No clear strategy, CMS's $50B rural hospital fund risk drops

One expert notes that this is a new $50 billion rural hospital fund for a large beautiful bill bill is a positive step towards promoting rural health infrastructure – but short-term cash injections don’t solve the systemic challenges of rooting.

“Money is not the only answer,” said Jason Griffin, managing director of consulting firm Nordic Global.

While in Nordic Europe, Griffin worked with organizations like Microsoft and Chime to help modernize the IT infrastructure of rural hospitals and expand the use of digital health tools in the ongoing workforce and reimbursement challenges.

He knows that the stability of rural providers is threatened by imminent Medicaid cuts. While last-minute funds are used as a second stop, Griffin notes that over the next five years, it will cover only 37% of the potential losses of these providers.

In the future, he said he would like to see federal and state governments invest in infrastructure such as reliable broadband connectivity and stable EHR systems, rather than putting rural hospitals on the cost.

Griffin added that better infrastructure will enable sustainable telehealth and value-based care.

He said federal and state funding should also support the development of health care workforce in rural communities, including partnerships with university and medical training programs.

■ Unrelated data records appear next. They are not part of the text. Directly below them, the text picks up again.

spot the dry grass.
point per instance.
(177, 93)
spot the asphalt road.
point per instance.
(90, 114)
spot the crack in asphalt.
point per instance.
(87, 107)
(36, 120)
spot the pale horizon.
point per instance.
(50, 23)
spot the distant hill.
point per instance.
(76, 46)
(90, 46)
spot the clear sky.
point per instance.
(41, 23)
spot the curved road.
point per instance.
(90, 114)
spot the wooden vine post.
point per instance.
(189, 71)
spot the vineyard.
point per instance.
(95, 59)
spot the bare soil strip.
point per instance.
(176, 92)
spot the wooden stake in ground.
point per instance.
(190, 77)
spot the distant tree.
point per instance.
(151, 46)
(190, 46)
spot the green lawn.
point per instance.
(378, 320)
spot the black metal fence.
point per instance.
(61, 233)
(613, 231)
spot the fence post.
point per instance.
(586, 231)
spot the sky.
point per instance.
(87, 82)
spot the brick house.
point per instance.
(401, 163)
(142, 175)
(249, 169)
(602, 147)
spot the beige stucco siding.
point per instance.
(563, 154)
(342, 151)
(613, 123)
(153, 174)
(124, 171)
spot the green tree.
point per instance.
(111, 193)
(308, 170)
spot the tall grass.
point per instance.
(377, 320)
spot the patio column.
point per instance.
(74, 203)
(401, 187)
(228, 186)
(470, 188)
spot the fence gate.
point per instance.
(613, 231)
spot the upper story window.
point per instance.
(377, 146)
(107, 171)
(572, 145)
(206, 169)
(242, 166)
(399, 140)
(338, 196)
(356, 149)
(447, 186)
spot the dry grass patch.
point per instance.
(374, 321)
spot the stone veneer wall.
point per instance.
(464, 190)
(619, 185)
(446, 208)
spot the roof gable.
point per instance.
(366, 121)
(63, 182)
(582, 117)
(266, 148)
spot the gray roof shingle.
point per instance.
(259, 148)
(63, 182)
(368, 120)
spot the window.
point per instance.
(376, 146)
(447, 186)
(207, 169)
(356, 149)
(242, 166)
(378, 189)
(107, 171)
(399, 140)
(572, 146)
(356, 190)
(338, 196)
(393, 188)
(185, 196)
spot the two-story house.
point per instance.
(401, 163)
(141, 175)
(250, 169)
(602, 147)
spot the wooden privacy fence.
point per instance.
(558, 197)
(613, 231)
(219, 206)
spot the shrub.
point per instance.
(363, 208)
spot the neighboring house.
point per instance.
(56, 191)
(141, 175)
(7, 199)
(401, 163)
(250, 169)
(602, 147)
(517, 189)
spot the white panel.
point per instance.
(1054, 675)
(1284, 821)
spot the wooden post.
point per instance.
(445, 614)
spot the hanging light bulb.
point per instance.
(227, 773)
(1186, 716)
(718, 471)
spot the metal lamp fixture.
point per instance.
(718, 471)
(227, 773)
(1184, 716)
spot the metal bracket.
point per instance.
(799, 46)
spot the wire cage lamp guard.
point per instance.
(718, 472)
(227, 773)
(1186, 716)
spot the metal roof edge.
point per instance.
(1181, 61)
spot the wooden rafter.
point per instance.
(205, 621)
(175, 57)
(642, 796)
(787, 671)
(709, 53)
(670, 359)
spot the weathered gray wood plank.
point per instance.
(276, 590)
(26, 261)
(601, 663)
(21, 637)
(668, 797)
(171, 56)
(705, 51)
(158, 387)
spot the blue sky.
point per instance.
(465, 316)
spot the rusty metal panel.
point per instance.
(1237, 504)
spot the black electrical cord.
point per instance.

“In fact, all of this needs to be supported by cash injections to support long-term sustainability. I mean, we can spend a lot of money and then take the same boat five years from now,” Griffin said.

He noted that cybersecurity is an area of ​​staffing challenges in rural hospitals, noting that these providers typically have only four or five people in their IT departments.

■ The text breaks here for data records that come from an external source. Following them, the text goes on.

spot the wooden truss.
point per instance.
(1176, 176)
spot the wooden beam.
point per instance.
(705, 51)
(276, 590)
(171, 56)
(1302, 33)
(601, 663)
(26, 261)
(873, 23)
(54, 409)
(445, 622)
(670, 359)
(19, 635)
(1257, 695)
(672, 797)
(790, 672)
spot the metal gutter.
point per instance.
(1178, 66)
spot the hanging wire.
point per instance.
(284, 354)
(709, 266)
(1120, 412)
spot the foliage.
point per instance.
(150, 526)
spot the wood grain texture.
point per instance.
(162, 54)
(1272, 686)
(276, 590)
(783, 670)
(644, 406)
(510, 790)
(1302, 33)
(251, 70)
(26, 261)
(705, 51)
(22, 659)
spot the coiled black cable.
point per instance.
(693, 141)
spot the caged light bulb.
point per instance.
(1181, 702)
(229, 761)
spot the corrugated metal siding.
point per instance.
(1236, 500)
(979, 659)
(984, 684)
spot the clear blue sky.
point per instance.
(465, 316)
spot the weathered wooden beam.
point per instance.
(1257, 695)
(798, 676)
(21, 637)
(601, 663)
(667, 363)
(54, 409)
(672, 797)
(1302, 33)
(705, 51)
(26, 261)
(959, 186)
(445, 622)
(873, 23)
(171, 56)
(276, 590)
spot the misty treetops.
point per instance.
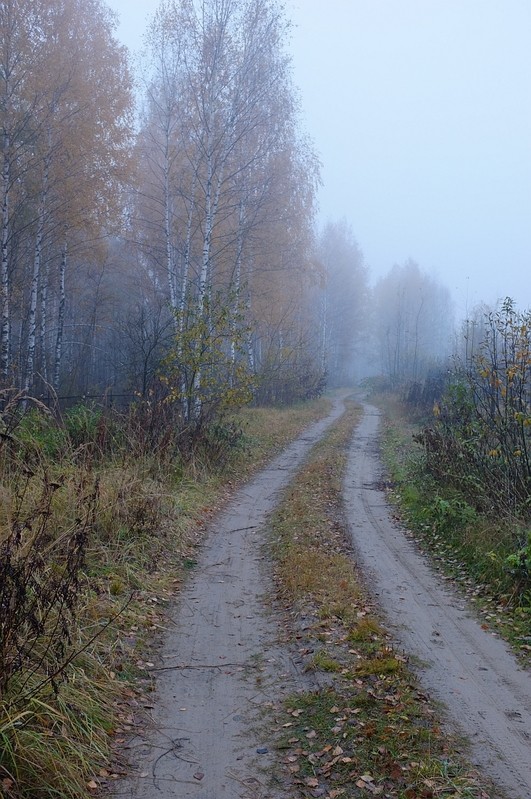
(177, 251)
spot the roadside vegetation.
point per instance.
(460, 465)
(100, 518)
(370, 730)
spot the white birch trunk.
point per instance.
(43, 323)
(60, 320)
(4, 275)
(37, 259)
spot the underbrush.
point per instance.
(372, 730)
(100, 518)
(488, 551)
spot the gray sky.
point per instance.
(420, 111)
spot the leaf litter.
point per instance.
(371, 730)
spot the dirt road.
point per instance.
(221, 663)
(487, 695)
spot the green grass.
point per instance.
(372, 730)
(474, 548)
(147, 528)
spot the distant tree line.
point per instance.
(172, 247)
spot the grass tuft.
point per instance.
(371, 731)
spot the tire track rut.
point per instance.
(221, 663)
(486, 693)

Griffin said most rural providers are working to manage third-party risks, which is now the main reason for healthcare data breaches.

“Even more than a week, you can permanently close your organization. We have seen these violations cause downtime for up to five to six weeks – which is unsustainable,” he declared.

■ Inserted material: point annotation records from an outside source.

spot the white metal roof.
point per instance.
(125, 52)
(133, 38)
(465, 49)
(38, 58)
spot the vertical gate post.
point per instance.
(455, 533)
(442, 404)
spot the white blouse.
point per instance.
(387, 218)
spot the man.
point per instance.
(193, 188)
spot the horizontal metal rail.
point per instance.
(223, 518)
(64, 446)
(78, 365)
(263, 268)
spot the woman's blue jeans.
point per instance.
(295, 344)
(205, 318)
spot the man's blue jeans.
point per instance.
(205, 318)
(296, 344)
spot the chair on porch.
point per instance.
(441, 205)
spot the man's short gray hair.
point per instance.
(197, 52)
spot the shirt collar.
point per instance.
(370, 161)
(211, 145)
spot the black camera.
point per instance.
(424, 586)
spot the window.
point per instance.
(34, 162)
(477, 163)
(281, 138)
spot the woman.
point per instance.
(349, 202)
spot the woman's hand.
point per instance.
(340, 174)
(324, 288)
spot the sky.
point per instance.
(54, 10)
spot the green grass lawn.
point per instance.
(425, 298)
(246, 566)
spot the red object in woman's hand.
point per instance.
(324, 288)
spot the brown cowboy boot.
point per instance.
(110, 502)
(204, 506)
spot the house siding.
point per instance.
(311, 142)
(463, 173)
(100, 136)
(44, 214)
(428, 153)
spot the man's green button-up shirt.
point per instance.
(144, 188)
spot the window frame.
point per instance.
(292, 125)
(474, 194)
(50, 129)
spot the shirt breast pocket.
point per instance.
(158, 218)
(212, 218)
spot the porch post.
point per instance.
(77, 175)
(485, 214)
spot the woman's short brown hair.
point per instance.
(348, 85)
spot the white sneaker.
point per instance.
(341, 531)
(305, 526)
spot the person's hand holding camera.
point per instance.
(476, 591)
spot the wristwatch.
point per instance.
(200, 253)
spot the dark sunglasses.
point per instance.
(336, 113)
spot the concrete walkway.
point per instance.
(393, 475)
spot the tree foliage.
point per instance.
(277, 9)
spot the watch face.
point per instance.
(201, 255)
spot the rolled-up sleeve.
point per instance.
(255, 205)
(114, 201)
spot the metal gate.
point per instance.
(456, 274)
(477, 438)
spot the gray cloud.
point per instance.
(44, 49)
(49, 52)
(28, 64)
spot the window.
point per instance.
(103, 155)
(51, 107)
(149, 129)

Griffin added that rural hospitals must continually choose clinical equipment or cybersecurity – a burden that urban hospitals do not face.

He also noted that there is no national report or requirement to measure results related to funding. He stressed that indicators (such as emergency room waiting time and maternal health outcomes) are needed to track whether the funding improves care in rural communities.

Griffin believes that without a clear investment strategy, a cash injection risk will be wasted. He believes that investment is applied to improving infrastructure, labor development and shared services.